A custom python function which receives a dataframe as parameter and returns a new normalized dataframe.

THe state normalization, on the other hand, is applied every time an observation is generated in order to provide normalized states to the agent. It can be set in the state_normalization parameter and its values can be:

“by_initial_value” divides all the time series in the state by the initial value: \(a^{*}_{t} = a_{t} / a_{0}\)
“by_last_value” divides all the time series in the state by the last value: \(a^{*}_{t} = a_{t} / a_{-1}\)

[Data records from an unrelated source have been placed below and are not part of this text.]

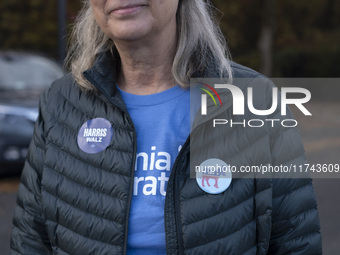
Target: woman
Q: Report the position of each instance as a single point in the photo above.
(108, 168)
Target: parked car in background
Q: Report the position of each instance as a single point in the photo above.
(23, 77)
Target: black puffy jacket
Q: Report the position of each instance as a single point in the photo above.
(71, 202)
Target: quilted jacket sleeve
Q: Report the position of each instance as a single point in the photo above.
(295, 220)
(28, 233)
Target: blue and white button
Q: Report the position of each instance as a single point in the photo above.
(95, 135)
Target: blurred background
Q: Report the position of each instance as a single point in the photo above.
(280, 38)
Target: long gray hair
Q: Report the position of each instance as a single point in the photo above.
(200, 44)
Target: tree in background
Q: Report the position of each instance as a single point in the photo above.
(282, 38)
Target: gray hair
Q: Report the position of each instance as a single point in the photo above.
(200, 44)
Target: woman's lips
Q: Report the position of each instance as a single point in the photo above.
(127, 9)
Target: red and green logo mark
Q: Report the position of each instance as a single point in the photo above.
(204, 87)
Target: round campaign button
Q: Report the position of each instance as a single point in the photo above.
(213, 176)
(95, 135)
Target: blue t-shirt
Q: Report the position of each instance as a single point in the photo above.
(162, 123)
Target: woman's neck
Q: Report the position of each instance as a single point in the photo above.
(146, 66)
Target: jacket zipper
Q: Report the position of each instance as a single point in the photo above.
(176, 197)
(88, 77)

“by_initial_FEATURE_NAME” divides all the time series in the state by the initial value of a specific feature. Considering that \(b\) is the normalizer feature and \(F\) is the set of features: \(a^{*}_{t} = a_{t} / b_{0}\) for \(a \in F\).
“by_last_FEATURE_NAME” divides all the time series in the state by the last value of a specific feature. Considering that \(b\) is the normalizer feature and \(F\) is the set of features: \(a^{*}_{t} = a_{t} / b_{-1}\) for \(a \in F\).
A custom python function which receives an input state (a NumPy array) and returns the normalized state.